Quarterly Journal of Austrian Economics
Current Developments in Cost Accounting and the Dynamics of Economic Calculation
Volume 3, No. 2 (Summer 2000)
The problem of cost is the cornerstone of economic calculation. Entrepreneurs act upon the cost implications of their decisions and depend on cost data that represent the actual pattern of resource consumption. These theoretical generalizations are essential; However, they do not elucidate the complexity of cost assignment and how cost accounting is driven to change when cost structures shift and operating segments multiply. Neither do they provide concrete illustrations of how actual decisions are influenced by the available cost information. Cost determinations, whether accurate or not, have their say about the way resources are actually directed in our economy by myriad companies like Whirlpool and Carrier.

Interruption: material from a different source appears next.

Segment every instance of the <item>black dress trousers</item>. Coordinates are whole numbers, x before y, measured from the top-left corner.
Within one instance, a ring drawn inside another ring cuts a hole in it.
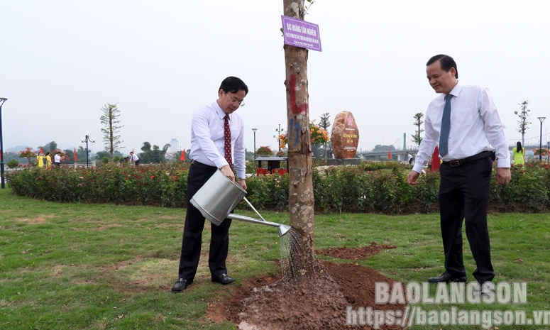
[[[478,282],[495,277],[491,264],[490,243],[487,229],[493,160],[490,157],[461,166],[443,163],[439,167],[439,202],[445,270],[456,276],[466,275],[462,253],[462,223],[477,268]]]
[[[201,255],[204,217],[189,201],[217,170],[204,170],[191,165],[187,175],[187,212],[183,228],[182,253],[180,257],[180,278],[193,280]],[[229,248],[229,226],[231,220],[224,219],[219,226],[211,224],[210,251],[208,265],[212,277],[227,273],[226,259]]]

The need for improved output from cost accounting is a result of changing market conditions. More accurate costing and strategic cost management are now required and made available through advances in information technology. More costs are indirect and not unit-based—that is, more costs are fixed and tied to resources bought in large chunks of serviceability. More sophisticated cost analysis is needed to "slice and dice" cost data across diverse segments or objects. By examining fundamentally new approaches to cost accounting, we see the operation of competitive market forces upon the quality of economic calculation itself. A critical facet of Austrian analysis is elucidated and clarified, showing that economic calculation is not perfunctory or static.